Emulation

In Many Forms

One of the people in the #zink IRC channel has been posing an interesting challenge for me in the form of trying to run every possible console emulator on my zink-wip branch.

This has raised a number of issues with various parts of the driver, so expect a number of posts on the topic.

Threads

First up was the citra emulator for the 3DS. This is an interesting app for a number of reasons, the least of which is because it uses a ton of threads, including a separate one for GL, which put my own work to the test.

Suffice to say that my initial implementation of u_threaded_context needed some work.

One of the main premises of the threaded context is this idea of an asynchronous fence object. The threaded context will create these in a thread and provide them to the driver in the pipe_context::flush hook, but only in some cases; at other times, the fence object provided will just be a “regular” synchronous one.

The trick here is that the driver itself has a fence for managing synchronization, and the threaded context can create N number of its own fences to manage the driver’s fence, all of which must potentially work when called in a random order and from either the “main” thread or the driver-specific thread.

There’s too much code involved here to be providing any samples here, but I’ll go over the basics of it just for posterity. Initially, I had implemented this entirely on the zink side such that each zink fence had references to all the tc fences in a chain, and fence-related resources were generally managed on the last fence in the chain. I had two separate object types for this: one for zink fences and one for tc fences. The former contained all the required vulkan-specific objects while the latter contained just enough info to work with tc.

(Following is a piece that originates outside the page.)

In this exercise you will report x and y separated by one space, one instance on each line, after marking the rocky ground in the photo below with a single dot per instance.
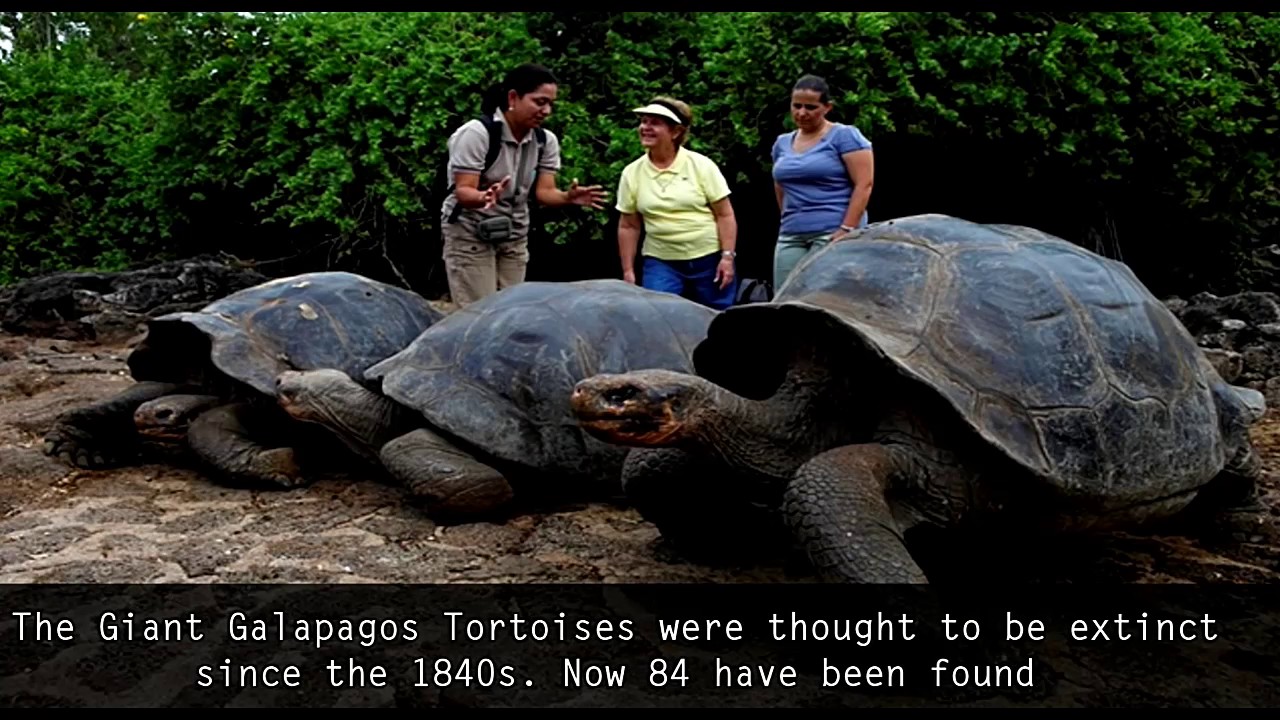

This was sort of fine, and it worked for many things, the least of which was all my benchmarking.

The problem was that a desync could occur if one of the tc fences was destroyed sufficiently later than its zink fence, leading to an eventual crash. This was never triggered by unit tests nor basic app usage, but something like citra with its many threads managed to hit it consistently and quickly.

Thus began the day-long process of rewriting the tc implementation to a much-improved 2.0 version. The primary difference in this design model is that I worked a bit closer to the original RadeonSI implementation, having only a single externally-used fence object type for both gallium as well as tc and creating them for the zink fence object without any sort of cross-referencing. This meant that rather than having 1 zink fence with references to N tc fences, I now had N tc fences each with a reference to 1 zink fence.

This simplified the code a bit in other ways after the rewrite, as the gallium/tc fence objects were now entirely independent. The one small catch was that zink fences get recycled, meaning that in theory a gallium/tc fence could have a reference to a zink fence that it no longer was managing, but this was simple enough to avoid by gating all tc fence functionality on a comparison between its stored fence id and the id of the fence that it had a reference to. If they failed to match, the gallium/tc fence had already completed.

Stability++

Things seem like they’re in better shape now with regards to stability. It’s become more challenging than ever to debug the driver with threading enabled, but that’s just one of the benefits that threads provide.

Next time I’ll begin a series on how to get a mesa driver from less than 1fps to native performance in RPCS3.

Written on December 15, 2020